Bieżące wyzwania zmienią i ukształtują transport drogowy w najbliższej dekadzie, wynika z raportu „Transport przyszłości. Raport o perspektywach rozwoju transportu drogowego w latach 2020-2030”, przygotowanego przez firmę doradczą PwC we współpracy ze Związkiem Pracodawców „Transport i Logistyka Polska” oraz partnerami Santander Bank Polska, firmą DAF i Uber.
Pięć wyzwań
Polscy przewoźnicy wykonują blisko jedną trzecią pracy w międzynarodowym transporcie drogowym w Europie, jednak tę mocną pozycję trudno będzie utrzymać. – Zmiany na polskim rynku pracy oraz bariery administracyjno-prawne wprowadzane w wielu państwach UE spowodowały, że nasza przewaga, oparta jeszcze do niedawna na kosztach pracy, została zniwelowana – ocenia prezes Związku Pracodawców „Transport i Logistyka Polska” Maciej Wroński. – Bez współpracy z administracją utrzymanie dotychczasowej pozycji polskiego transportu drogowego nie będzie możliwe – dodaje Wroński.

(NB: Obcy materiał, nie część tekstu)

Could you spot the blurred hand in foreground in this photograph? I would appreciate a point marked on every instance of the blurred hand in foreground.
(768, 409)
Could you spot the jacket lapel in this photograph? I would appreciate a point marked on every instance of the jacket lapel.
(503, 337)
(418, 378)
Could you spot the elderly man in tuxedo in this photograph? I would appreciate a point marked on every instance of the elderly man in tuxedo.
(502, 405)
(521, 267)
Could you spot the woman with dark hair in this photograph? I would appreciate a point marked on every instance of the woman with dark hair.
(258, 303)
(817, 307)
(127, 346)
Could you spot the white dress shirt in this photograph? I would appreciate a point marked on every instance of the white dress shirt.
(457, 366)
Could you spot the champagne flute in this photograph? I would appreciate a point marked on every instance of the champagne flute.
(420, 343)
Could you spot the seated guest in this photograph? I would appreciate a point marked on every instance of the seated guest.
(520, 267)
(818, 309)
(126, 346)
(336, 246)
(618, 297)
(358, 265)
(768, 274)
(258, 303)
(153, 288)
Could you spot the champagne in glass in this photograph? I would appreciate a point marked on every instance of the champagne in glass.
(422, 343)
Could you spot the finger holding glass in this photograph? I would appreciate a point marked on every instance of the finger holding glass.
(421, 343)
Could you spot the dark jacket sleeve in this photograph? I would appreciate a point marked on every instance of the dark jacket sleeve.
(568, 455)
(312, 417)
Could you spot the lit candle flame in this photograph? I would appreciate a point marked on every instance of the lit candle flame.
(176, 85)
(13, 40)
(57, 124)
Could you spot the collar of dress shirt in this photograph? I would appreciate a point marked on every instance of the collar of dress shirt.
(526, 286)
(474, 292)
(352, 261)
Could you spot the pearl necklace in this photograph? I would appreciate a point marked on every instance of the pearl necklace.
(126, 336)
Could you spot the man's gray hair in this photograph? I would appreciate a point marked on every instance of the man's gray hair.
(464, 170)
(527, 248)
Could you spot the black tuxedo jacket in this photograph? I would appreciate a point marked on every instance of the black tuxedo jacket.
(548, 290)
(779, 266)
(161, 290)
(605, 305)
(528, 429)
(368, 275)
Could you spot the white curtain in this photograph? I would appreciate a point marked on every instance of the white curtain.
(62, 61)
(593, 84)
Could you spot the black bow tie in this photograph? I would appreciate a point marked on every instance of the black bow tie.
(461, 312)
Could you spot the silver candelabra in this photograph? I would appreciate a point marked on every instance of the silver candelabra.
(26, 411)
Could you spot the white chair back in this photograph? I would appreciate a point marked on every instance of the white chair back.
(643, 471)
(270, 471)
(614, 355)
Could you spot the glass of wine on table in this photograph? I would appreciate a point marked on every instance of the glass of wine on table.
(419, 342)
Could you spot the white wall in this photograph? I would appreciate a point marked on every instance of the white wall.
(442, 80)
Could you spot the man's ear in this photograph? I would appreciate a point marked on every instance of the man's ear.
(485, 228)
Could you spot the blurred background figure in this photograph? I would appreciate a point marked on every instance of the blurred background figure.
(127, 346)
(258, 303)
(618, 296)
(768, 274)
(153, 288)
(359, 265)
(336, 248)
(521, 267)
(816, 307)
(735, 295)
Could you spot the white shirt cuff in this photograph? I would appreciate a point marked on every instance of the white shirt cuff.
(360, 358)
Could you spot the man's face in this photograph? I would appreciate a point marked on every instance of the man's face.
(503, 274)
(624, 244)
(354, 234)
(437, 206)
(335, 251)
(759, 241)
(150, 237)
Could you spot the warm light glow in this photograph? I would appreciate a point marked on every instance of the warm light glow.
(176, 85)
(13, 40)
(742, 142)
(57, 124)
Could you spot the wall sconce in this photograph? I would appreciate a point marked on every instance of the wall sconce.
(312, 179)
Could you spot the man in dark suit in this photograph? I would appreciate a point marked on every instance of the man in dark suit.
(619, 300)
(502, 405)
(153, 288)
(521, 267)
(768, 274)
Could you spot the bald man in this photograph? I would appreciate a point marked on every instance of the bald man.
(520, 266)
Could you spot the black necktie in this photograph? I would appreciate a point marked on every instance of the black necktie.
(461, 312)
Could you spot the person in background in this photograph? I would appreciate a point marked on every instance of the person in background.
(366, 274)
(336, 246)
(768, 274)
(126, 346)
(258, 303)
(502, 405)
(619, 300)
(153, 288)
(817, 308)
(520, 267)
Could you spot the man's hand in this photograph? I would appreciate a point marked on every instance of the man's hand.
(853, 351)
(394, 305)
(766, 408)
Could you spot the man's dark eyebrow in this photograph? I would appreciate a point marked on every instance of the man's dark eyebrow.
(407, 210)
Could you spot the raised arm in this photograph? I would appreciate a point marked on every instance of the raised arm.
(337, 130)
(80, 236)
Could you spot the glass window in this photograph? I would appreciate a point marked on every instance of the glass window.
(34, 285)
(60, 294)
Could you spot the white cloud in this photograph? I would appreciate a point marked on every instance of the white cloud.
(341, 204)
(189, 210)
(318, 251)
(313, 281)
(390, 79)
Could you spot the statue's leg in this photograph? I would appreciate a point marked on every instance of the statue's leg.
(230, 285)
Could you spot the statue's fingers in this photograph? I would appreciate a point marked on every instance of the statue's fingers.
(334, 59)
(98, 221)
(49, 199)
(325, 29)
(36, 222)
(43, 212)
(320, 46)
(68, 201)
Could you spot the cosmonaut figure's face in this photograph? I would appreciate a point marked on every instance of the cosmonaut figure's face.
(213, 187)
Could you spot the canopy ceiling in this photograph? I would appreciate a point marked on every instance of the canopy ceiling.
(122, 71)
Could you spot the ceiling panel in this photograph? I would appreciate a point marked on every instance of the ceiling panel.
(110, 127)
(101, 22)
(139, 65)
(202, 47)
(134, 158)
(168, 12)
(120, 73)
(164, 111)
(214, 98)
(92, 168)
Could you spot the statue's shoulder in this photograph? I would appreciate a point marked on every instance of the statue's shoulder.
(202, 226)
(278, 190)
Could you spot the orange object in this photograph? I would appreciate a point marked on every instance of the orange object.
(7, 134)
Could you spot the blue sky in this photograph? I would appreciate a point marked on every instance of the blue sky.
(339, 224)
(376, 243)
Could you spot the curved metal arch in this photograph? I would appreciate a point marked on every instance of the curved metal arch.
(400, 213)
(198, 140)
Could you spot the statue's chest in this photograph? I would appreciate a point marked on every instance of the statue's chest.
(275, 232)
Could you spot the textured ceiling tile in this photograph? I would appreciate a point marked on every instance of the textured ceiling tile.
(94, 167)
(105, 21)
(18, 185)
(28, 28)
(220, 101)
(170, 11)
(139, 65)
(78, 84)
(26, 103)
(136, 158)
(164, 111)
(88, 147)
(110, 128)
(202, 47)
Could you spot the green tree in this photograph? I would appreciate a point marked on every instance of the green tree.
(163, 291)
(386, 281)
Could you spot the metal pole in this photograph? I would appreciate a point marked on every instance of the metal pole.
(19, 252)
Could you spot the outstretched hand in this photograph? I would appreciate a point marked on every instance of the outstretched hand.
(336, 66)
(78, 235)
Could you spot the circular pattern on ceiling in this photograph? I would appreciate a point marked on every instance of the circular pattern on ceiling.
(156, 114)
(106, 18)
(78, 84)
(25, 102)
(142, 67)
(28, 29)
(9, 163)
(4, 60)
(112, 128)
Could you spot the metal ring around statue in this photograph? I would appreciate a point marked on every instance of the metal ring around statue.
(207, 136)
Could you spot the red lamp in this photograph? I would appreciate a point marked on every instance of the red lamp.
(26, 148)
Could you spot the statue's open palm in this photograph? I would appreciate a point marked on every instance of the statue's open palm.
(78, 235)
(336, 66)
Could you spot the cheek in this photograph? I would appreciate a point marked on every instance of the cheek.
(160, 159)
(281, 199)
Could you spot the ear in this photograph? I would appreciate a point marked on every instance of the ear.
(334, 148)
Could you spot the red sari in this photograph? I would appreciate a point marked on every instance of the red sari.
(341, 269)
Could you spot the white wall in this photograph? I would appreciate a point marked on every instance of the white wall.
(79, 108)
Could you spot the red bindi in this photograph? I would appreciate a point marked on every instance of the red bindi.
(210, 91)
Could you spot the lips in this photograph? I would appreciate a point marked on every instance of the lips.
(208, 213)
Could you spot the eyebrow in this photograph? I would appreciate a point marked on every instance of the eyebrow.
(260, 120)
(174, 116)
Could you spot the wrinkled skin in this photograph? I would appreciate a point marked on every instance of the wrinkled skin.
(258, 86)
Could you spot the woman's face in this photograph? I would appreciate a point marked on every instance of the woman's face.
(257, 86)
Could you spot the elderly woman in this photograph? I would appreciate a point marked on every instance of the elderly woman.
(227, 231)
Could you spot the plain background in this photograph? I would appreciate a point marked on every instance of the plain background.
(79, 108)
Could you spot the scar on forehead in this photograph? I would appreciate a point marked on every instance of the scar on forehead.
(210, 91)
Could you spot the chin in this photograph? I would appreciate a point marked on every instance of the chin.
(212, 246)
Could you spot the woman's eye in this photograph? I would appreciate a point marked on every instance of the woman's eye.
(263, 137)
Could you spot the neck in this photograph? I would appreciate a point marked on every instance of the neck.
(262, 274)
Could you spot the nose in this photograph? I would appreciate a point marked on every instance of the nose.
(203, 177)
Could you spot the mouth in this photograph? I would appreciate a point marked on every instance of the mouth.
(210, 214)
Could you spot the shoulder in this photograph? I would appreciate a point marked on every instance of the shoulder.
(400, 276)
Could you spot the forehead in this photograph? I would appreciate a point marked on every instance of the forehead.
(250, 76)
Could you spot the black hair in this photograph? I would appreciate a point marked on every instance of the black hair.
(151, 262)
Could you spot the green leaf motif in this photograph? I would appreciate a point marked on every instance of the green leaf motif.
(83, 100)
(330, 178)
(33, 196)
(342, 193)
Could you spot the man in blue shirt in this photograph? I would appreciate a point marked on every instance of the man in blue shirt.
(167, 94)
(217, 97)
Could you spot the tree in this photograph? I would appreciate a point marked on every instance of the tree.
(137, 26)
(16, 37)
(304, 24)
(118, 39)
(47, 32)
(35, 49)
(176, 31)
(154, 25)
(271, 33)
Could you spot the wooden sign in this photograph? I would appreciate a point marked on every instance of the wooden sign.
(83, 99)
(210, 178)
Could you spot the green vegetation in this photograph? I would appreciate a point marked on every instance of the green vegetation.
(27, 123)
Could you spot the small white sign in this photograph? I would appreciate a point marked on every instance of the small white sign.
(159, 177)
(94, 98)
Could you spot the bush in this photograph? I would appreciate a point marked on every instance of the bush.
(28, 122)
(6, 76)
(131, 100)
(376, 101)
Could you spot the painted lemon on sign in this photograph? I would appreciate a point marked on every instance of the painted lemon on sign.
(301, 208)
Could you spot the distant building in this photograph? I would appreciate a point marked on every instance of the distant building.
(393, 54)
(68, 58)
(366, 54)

Zmniejszenie pracy przewozowej w usługach transportu międzynarodowego np. o 20 proc. oznaczałoby zmniejszenie całkowitej pracy przewozowej realizowanej przez polskich przewoźników o blisko 13 proc.
Autorzy raportu „Transport przyszłości” wskazują na pięć głównych czynników, które w najbliższych latach będą najmocniej wpływać na rozwój branży transportowej. Są to: wzrost przewozów w kraju, imporcie oraz eksporcie, reorganizacja przewozów międzynarodowych w konsekwencji zmian prawa UE, niedobór kierowców, cyfryzacja i w dalszej perspektywie industrializacja, czyli autonomizacja pojazdów i rozwój napędów alternatywnych.
Prognozowany wzrost gospodarczy i atrakcyjność inwestycyjna Polski przełożą się na całkowity wzrost tonażu obsługiwanego przez branżę na terenie kraju na poziomie przekraczającym ok. 23 proc. na przestrzeni lat 2018-2022. Dynamika wzrostu będzie jednak malała w kolejnych latach wzmiankowanego okresu.